Welcome to another installment of the Drums & Wires annual anthology. I'm going to try something a little different this time and invite you into my experience of culling this collection.
It goes something like this... working from a blank canvas, curating the Drums & Wires year-end mixtape always feels like a daunting task. Setting my sites on the first few songs, I reach out to the musicians for their input and blessing, the stories behind the recordings begin to emerge, the connections that link the artists are revealed and point the way toward other artist and song possibilities, and the peaks and valleys, and shapes and colors of the set begin to take a life of their own, the end result surprising and delighting.
This 2024 anthology is no different. It began with Claire Tucker and Jon Hyde, two Seattle artists with whom I've had the great pleasure of collaborating with and releasing their superb solo albums this year. For quite some time I've wanted to do something with LA songster John Andrew Fredrick's band The Black Watch, his immensely catchy "Georgette, Georgette" buzzing in my ears on auto-repeat. This year also opened a door to my connecting with Aaron Semer whose totally fun and poignant track "(Little Black Square...)" offered here feels newly relevant (listen and you'll know).

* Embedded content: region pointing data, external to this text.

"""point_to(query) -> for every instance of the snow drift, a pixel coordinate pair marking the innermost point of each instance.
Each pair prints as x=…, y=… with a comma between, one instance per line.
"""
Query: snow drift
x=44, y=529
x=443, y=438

In addition to the other wonderful artists who contributed their songs old and new to this set - Rusty Willoughby, Ottoman Bigwigs, Loose Wing, 4 Hr Ramona and Richard Brisbois, whose "With a Song" is a preview of his upcoming new album - a conversation with Olie Eshleman, the multi-instrumentalist filling Bill Patton's seat at the pedal steel in Loose Wing, helped tie this collection together. Olie's instrumental tracks provided an album title (keyboar) that is a perfect fit with the image I knew I wanted to use for the cover, as well as Olie's telling of a story about bringing the past to the present vis-a-vis a musical encounter he had with Bill twenty years ago while recording the Corespondents "Carrying the Cat Like a Suitcase" that foreshadowed musical connections being made in the present.
With all this to ponder, I hope you enjoy listening to these artists’ songs, and if you do please consider exploring their other recordings. There's a lot to discover!